At the moment I'm writing this, very little of AMÁLIA is open. I could not find the model weights, data, training logs, or new benchmarks listed anywhere. The Arquivo.pt processing scripts are open, but the resulting dataset itself is nowhere to be found. For now we have some GitHub repos. In the era of many "open weights" but few "open source" LLMs, it has never been more important to put these things out there, and put them out there fast.
Maybe it's a matter of time. Maybe there's something beyond my understanding as to why we still have no model weights. Maybe it's a research-in-progress.
But even if they released weights tomorrow, I'm not sure I'm completely sold on the approach.
How much Portuguese data for a Portuguese model?
So how much actual Portuguese data was used in training this model?
According to the report the extended pre-training was a total of 107B tokens. Of those, the only clearly European Portuguese component is the 5.8B tokens from Arquivo.pt. That's around 5.5%, which is not a lot.
To be fair - there surely is some Portuguese data in the EuroLLM mixture already. But we don't know (1) how much, (2) and if it's actually European Portuguese or something else.
On the SFT side, the percentage is higher - more like 17-18%. But is that enough? To be transparent, I don't have a completely clear picture of how much European Portuguese is in total in this model. And I would like to.
Impressively, AMÁLIA beats SOTA models like Qwen 3-8B on most Portuguese benchmarks (big win!)2. But Qwen 3-8B still beats us on ALBA for example, why? Is it because they did some Portuguese specific training? Unlikely. Which makes me wonder: How much more could we benefit from additional pre-training data in Portuguese?
I can only speculate. Are we even optimizing for the right thing?
What should we be optimizing for?
The AMÁLIA team created four new benchmarks for European Portuguese.

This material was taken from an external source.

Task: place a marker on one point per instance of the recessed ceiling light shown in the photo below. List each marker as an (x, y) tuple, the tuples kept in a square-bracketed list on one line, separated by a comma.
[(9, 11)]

They cover a lot of ground. They focus on grammar, syntax, general knowledge, and (important!) whether it has a significant bias towards Brazilian Portuguese.
But I think there's a dimension the team missed: Are we actually measuring how much the model knows about Portugal?
It's a great opportunity to show that a model that is smaller, but has much more intrinsic knowledge about Portugal. Even when comparing with similar (or even larger) models. I don't think any of the benchmarks captures this dimension. Portuguese exams help - but don't fully solve the problem. I'm thinking: "What's the most famous dessert served in Aveiro?", "Who was the president of Portugal between 1978 and 1985?".
But I also think the best place to tackle this is the pre-training stage. This would require much more Portuguese data. And the team acknowledges that.
Final thoughts
First of all - I hesitated to write this one. I don't like to criticize anyone's work, especially on the internet. I'm happy Portugal invested in this. We have an incredibly talented team, and they deserve credit.
Second - it's very challenging to make a LARGE language model for such a TINY country and "language". The data is limited, but it's out there, we just need to get creative on how we find it.
Third - this is a good first step towards an exciting direction. The future is bright for European Portuguese LLMs! We just need to keep our minds, weights, data, and evals - open.